В конце концов, как-то днем, когда я пытался втолковывать ему латынь, мне показалось странным, что у него нет никаких записей, никаких учебников, вообще ничего, кроме смятого клочка бумаги с несколькими нацарапанными на нем предложениями о римских консулах, которые ему надо было перевести. Помню, как Джеси сидел напротив меня за столом, понурив голову, этот подросток с белым лицом, не тронутым загаром, на котором даже малейшее огорчение проявлялось так же явственно, как если бы он с силой хлопнул дверью. Было воскресенье — день, который ненавидят все подростки, потому что выходные кончаются, домашняя работа не сделана, город кажется серым, как океан в пасмурный день, ветер гоняет по улицам опавшую листву, в тумане маячит понедельник.
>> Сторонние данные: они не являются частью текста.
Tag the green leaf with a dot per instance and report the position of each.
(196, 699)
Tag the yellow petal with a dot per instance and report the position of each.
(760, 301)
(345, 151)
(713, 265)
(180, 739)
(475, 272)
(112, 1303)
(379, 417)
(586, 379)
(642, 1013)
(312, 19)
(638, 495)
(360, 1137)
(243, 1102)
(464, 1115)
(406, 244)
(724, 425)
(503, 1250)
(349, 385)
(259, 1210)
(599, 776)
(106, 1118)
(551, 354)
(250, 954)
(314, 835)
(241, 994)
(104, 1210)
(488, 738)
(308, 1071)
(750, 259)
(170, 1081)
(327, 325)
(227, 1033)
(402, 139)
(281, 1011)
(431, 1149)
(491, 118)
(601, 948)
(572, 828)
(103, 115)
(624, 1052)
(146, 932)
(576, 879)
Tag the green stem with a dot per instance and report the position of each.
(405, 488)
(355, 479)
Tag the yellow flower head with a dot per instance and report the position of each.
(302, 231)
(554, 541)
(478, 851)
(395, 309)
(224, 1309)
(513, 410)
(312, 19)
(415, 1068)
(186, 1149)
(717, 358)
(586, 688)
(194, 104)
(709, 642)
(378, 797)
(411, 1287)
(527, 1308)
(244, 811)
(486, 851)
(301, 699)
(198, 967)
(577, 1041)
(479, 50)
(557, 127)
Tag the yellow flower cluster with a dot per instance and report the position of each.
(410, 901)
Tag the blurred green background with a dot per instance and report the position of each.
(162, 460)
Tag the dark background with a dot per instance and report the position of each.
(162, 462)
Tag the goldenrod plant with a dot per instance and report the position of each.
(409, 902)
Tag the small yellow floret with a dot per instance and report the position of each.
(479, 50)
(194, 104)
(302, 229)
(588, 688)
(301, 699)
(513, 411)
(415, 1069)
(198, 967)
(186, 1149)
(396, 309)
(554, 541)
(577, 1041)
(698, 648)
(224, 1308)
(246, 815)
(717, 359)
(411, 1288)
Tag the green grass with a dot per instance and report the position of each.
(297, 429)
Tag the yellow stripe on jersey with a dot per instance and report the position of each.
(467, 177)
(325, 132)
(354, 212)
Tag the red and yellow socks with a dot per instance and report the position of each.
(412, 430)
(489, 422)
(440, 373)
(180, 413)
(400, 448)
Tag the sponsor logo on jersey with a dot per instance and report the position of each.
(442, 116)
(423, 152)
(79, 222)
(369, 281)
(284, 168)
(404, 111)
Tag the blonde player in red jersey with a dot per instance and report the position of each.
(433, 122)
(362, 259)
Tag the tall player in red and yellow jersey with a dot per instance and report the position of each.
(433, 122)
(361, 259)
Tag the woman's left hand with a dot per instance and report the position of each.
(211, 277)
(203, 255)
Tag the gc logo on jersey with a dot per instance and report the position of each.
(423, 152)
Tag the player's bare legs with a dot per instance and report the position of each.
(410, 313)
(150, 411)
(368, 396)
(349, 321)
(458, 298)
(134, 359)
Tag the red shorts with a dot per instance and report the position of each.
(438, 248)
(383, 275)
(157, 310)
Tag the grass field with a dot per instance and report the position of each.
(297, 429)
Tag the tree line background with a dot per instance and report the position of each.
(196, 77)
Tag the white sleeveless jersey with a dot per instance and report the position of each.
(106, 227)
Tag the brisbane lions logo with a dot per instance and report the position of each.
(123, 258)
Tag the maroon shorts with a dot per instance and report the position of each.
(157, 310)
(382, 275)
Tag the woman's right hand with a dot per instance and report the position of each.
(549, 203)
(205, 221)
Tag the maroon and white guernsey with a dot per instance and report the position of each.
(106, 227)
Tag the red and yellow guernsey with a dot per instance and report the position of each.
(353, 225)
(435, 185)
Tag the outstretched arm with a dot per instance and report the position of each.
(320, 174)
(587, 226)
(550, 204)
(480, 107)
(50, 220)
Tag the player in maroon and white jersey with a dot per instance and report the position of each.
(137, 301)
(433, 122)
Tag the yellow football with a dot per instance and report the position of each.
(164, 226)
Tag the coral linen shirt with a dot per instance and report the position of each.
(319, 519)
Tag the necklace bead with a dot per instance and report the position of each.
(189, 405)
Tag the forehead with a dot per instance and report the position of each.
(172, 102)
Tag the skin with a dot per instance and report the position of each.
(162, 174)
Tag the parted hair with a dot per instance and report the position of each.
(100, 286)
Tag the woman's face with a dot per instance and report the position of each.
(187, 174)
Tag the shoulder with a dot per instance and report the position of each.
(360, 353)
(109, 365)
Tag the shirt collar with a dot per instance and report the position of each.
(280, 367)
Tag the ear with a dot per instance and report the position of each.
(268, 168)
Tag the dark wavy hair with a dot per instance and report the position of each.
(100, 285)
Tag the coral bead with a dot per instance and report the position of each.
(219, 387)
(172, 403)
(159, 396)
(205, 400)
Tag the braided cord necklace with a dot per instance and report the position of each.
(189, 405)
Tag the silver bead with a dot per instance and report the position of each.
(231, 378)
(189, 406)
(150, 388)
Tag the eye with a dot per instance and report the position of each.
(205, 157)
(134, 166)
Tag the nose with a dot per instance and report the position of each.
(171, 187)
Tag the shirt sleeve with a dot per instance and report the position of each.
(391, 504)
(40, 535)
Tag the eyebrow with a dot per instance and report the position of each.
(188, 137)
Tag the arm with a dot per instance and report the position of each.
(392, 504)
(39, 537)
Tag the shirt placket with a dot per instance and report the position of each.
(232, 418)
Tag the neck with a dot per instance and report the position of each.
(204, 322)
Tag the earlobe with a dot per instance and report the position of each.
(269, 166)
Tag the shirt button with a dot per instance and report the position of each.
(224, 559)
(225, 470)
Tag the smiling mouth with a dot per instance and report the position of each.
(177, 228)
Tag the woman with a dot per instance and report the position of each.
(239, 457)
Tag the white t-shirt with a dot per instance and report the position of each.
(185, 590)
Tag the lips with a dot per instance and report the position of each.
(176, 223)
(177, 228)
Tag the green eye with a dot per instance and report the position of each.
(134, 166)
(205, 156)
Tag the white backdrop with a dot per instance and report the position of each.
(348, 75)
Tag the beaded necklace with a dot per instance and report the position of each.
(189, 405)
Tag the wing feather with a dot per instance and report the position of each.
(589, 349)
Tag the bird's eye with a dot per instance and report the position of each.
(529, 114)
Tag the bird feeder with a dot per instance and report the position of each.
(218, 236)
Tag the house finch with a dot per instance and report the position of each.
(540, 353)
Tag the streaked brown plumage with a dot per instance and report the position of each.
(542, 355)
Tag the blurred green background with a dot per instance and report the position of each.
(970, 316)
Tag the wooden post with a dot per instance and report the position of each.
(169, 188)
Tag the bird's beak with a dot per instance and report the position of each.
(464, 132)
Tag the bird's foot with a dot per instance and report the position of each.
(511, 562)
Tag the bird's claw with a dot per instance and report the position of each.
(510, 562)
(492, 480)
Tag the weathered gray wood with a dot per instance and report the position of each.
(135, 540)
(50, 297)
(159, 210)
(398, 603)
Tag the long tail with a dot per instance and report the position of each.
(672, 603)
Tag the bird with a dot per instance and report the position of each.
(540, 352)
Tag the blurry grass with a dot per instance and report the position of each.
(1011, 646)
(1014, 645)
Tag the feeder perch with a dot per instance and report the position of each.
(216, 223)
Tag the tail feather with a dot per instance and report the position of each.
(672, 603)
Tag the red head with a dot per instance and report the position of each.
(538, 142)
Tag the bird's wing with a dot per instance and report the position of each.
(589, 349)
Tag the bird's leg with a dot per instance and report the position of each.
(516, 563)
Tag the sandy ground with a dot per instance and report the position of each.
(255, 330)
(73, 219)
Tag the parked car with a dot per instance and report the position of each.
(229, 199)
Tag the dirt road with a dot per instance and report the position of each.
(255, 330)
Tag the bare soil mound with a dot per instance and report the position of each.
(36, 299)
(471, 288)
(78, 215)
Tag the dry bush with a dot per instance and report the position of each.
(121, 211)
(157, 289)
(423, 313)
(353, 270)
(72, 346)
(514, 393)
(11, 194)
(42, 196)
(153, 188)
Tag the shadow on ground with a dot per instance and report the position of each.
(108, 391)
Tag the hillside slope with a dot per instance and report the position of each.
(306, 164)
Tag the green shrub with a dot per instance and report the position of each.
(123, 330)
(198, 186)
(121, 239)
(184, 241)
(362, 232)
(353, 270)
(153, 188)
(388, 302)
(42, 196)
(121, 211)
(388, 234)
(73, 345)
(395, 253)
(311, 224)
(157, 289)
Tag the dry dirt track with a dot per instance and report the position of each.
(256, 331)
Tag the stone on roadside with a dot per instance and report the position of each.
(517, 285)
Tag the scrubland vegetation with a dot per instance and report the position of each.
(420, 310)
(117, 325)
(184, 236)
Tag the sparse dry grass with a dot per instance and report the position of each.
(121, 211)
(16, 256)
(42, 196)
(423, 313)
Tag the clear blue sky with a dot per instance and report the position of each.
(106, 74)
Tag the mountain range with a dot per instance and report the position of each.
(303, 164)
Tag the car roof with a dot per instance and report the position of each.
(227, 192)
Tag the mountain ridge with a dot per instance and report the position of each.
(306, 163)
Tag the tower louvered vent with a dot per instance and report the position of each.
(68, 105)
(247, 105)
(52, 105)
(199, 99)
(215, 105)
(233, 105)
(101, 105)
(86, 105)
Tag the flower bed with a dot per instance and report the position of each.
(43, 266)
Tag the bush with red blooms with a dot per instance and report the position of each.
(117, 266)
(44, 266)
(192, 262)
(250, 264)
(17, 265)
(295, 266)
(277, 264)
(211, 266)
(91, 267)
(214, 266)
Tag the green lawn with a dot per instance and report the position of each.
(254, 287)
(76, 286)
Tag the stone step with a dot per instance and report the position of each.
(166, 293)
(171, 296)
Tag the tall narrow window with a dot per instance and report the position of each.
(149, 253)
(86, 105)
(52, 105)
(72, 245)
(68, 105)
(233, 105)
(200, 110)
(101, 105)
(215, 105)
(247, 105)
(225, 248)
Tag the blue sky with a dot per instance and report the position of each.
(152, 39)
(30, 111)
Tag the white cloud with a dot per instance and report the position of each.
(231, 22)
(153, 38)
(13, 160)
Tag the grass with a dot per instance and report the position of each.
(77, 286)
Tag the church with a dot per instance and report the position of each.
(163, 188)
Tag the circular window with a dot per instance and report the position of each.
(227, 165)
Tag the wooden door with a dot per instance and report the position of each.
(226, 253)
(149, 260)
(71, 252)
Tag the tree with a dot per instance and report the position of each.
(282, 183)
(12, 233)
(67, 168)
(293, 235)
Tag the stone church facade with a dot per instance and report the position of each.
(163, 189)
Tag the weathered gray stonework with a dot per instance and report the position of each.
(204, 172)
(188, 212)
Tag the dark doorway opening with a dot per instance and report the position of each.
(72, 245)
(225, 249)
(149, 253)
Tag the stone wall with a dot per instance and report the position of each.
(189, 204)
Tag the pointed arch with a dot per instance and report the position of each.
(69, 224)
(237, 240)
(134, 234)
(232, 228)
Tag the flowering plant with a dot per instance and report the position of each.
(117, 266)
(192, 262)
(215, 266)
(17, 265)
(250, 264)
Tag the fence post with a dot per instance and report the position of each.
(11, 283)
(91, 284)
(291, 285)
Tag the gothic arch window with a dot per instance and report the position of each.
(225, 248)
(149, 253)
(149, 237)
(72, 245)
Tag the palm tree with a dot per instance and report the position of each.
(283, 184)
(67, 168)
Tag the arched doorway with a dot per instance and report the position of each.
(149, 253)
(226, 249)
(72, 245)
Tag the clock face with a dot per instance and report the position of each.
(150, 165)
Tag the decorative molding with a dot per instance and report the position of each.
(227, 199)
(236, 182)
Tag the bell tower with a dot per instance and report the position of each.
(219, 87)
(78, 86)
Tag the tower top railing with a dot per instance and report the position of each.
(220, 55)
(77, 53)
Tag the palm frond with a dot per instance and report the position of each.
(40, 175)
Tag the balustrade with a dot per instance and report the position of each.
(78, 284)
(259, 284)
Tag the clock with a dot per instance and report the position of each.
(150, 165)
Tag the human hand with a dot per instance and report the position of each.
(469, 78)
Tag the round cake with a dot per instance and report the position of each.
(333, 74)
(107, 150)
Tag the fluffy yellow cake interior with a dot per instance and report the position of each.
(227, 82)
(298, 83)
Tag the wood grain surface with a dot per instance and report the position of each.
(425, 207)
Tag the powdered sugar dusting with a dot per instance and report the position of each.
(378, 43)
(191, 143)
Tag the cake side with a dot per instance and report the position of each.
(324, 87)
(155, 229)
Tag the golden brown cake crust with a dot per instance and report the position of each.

По прошествии нескольких минут я спросил Джеси:
— Где твои записи, сын?
— Я оставил их в школе.
Языки давались ему легко, он понимал их внутреннюю логику, их изучение не должно было бы создавать для него никаких проблем (к тому же у него было ухо актера). Но когда я видел, как Джеси мается над учебником, становилось ясно, что он понятия не имеет, с какого бока подступаться к тому, что там написано.
— Я никак в толк не возьму, почему ты не принес свои записи домой, — пожал я плечами. — Без них ведь работать гораздо труднее.
Джеси уловил в моем тоне нотки раздражения, начал нервничать, и мне самому от этого стало тошно. Он меня боялся. Мне это было невмоготу. Я никак не мог понять, нормально это в отношениях между отцом и сыном, или я сам с присущей мне несдержанностью и врожденным нетерпением был источником его тревоги.
— Ладно, — вздохнул я, — не бери в голову. Все равно мы с этим совладаем. Мне нравится латынь.
— Тебе латынь нравится? — с энтузиазмом спросил Джеси (энтузиазм в тот моменту него вызывало все, что не имело прямого отношения к его записям).
Некоторое время я наблюдал за пишущим сыном, смотрел на его пальцы с желтыми пятнами от никотина, сжимавшие ручку. Почерку него был отвратительный.
— Пап, а как бы ты стал ловить и похищать сабинянку? — полюбопытствовал Джеси.
— Я тебе потом как-нибудь расскажу.
Пауза.
— А «шлем» это глагол? — снова спросил он.
Так это и тянулось, пока тени уходящего дня скользили по выложенным плиткой кухонным стенам. Кончик ручки покачивался над пластиковой столешницей. Постепенно мне стало казаться, и это было очень странное ощущение, будто в комнате тихо звучал какой-то слабый звук. Откуда он доносился? Его издавал Джеси? Что бы это могло быть? Я всмотрелся в сына. Это был звук щемящей тоски, сомнений здесь быть не могло, точнее, гнетущей скуки, производимый каждой клеткой его тела, убежденного в совершенной нелепости стоявшей перед ним задачи. По какой-то неведомой мне причине в течение этих нескольких секунд у меня было такое чувство, что все это происходит в моем собственном существе.
Надо же, подумал я, вот так и проходит его день в школе. Совладать с этим просто невозможно. Внезапно, с очевидностью того, что дважды два — четыре, до меня дошло, что битву за школу мы проиграли.